The warlike comments came as Al Qaeda, which carried out the attacks, released a video calling for assaults on American, European, Israeli and Russian interests.
The militant group’s leader Ayman al-Zawahiri criticized “backtrackers” from jihad in the 33-minute video, according to Site Intelligence Group.
Trump announced on Twitter Saturday that he’d been about to meet leaders of the Taliban—who harbored Al Qaeda in Afghanistan—on Sunday at his Camp David presidential retreat. The announcement angered some, coming so close to the September 11, 2001 anniversary.
Relatives of victims, survivors, police officers, firefighters and city leaders held a ceremony on Wednesday at Ground Zero where planes hijacked by Al Qaeda operatives brought down the Twin Towers. They held poignant moments of silence at 8:46 a.m. and 9:03 a.m., the precise times that the jets struck the North and South Towers. Silences were also held at the times the 100-storey-plus skyscrapers fell.
In what has become an annual tradition, relatives read out the long list of those who were killed, saying a few words about each victim, in a ceremony that took almost four hours. “We love you, we miss you and you will always be America’s heroes,” said one woman after reading out the names of her brother and cousin.

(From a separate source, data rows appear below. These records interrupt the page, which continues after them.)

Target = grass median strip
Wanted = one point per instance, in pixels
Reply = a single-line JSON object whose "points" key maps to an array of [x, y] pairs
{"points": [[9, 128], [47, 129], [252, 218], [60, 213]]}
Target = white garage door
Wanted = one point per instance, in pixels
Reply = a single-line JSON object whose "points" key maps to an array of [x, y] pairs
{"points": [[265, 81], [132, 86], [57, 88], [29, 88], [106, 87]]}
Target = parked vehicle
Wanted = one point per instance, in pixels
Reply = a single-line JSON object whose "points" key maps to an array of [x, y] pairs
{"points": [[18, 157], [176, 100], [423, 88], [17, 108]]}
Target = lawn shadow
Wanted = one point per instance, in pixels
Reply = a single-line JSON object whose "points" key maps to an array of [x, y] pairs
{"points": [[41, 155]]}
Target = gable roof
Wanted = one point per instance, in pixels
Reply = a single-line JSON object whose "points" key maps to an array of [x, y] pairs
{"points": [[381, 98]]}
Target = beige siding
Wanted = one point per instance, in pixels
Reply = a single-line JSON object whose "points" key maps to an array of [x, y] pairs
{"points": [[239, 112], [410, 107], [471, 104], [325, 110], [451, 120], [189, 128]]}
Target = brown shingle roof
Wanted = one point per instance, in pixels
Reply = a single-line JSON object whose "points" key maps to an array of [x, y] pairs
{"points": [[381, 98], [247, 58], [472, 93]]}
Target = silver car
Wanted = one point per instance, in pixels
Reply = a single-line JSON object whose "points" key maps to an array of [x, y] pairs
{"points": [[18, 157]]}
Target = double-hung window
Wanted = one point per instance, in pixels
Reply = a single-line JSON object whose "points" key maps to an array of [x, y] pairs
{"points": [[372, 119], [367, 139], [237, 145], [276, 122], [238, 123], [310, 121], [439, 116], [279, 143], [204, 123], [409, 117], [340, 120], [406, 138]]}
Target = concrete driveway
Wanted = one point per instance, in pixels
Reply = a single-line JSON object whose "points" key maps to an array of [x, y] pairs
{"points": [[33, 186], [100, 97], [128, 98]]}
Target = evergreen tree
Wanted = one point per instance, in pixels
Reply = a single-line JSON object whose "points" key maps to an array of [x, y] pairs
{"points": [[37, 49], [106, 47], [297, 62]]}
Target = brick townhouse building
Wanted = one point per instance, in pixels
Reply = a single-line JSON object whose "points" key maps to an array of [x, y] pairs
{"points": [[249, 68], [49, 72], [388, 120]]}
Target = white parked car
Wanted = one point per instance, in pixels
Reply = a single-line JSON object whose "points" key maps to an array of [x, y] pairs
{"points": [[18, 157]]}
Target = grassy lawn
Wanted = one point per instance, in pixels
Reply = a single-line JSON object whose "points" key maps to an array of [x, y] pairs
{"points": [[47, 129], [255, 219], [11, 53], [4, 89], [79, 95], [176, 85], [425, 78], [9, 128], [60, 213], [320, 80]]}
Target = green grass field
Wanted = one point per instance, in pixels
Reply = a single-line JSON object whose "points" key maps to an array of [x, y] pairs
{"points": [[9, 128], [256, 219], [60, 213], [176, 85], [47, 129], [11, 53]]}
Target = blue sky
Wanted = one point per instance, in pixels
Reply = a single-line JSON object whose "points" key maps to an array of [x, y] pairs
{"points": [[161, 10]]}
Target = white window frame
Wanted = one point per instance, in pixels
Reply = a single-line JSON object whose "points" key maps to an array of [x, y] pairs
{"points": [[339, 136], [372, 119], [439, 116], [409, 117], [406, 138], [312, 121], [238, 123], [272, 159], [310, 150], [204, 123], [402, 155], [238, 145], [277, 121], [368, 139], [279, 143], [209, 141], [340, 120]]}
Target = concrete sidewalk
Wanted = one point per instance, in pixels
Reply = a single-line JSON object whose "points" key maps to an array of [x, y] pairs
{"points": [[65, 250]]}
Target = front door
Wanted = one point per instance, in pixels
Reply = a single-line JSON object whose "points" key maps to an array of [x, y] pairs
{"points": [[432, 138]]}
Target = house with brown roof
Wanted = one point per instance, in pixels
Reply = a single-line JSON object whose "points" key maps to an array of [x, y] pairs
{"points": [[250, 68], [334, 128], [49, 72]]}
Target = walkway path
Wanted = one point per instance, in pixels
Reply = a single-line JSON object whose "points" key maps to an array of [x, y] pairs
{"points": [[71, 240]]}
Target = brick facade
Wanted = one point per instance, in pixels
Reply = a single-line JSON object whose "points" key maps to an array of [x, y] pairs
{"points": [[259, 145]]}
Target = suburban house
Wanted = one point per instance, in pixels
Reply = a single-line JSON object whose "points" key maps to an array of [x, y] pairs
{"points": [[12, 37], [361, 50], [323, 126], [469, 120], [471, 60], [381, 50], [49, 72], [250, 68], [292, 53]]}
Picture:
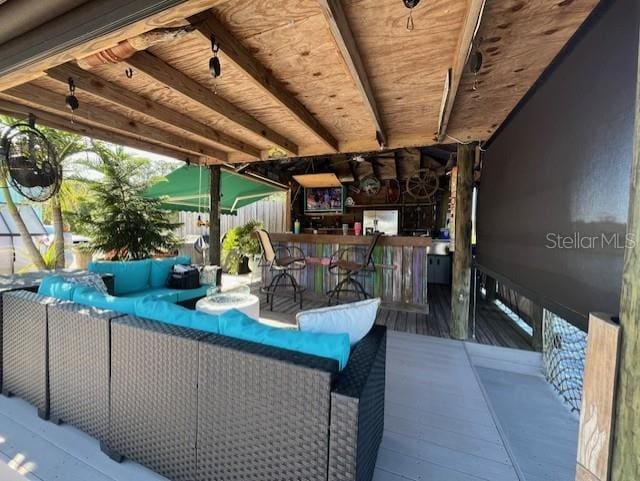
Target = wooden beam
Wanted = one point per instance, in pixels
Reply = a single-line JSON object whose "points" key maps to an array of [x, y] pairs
{"points": [[461, 278], [343, 36], [38, 97], [45, 118], [88, 29], [626, 462], [214, 215], [598, 399], [92, 84], [243, 60], [164, 73], [469, 29]]}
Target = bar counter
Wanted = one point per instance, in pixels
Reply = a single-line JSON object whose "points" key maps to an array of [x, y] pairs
{"points": [[400, 276]]}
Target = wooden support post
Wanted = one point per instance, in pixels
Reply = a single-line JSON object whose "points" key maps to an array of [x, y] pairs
{"points": [[537, 318], [214, 215], [626, 445], [599, 386], [461, 279], [490, 289], [287, 215]]}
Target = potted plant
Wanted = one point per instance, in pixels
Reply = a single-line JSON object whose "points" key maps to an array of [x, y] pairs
{"points": [[240, 247]]}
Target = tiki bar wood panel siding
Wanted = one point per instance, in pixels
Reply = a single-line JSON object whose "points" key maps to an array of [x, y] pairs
{"points": [[399, 279]]}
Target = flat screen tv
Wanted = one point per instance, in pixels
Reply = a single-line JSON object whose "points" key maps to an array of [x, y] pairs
{"points": [[323, 200]]}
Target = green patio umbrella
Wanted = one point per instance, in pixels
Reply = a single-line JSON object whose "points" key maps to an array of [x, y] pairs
{"points": [[187, 189]]}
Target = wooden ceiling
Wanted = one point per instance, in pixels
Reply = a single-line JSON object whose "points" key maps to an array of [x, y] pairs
{"points": [[303, 77]]}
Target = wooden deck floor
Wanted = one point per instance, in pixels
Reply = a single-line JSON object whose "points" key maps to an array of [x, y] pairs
{"points": [[492, 326], [454, 412]]}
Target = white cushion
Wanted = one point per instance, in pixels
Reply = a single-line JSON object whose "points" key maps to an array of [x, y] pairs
{"points": [[355, 319]]}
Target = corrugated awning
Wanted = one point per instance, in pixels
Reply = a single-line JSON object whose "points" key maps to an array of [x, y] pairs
{"points": [[187, 189]]}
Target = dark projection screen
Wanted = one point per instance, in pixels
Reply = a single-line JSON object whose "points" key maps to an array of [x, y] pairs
{"points": [[553, 197]]}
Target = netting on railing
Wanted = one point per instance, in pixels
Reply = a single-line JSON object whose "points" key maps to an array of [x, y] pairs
{"points": [[563, 358]]}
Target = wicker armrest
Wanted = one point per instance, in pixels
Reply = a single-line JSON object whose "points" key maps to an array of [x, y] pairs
{"points": [[263, 412], [154, 368], [357, 410], [79, 388], [25, 362]]}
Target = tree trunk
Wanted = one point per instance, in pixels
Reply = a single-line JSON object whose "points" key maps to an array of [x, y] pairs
{"points": [[58, 229], [214, 216], [32, 250], [461, 279], [626, 444]]}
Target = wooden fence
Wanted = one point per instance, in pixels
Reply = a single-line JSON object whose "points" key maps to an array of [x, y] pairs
{"points": [[272, 212]]}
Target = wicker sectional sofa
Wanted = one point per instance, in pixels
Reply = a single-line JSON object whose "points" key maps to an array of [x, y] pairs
{"points": [[192, 405]]}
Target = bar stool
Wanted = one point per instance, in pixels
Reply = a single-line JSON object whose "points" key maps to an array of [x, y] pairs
{"points": [[281, 261], [339, 264]]}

Relatives hugged and consoled each other and left roses at the memorial. Some held up placards with images of their loved ones who were killed. Bagpipes played as police officers walked into the ceremony carrying the U.S. flag before America’s national anthem was played.
New York Governor Andrew Cuomo, Mayor Bill de Blasio, and his predecessors Michael Bloomberg and Rudy Giuliani were among those who attended. Trump and First Lady Melania Trump welcomed victims’ families and survivors to the White House, where they marked the anniversary with a moment of silence before the president delivered his speech at the Pentagon, where he also laid a wreath.
Al Qaeda hijacked four planes. The third hit the Pentagon and the fourth, Flight 93, crashed in a field in Shanksville, Pennsylvania. In addition to those killed on September 11, thousands of first responders, construction workers and residents have since developed illness, many of them terminal, as a result of inhaling toxic fumes that engulfed lower Manhattan.
Around 2,400 U.S. soldiers have died in Afghanistan. Some 14,000 U.S. troops remain in the country, a fraction of the peak of about 100,000 in 2010.
Trump has vowed to end the war and bring the remaining U.S. soldiers home. His abrupt decision to cancel peace talks with the Taliban was followed by the sacking of his controversial national security adviser John Bolton on Tuesday.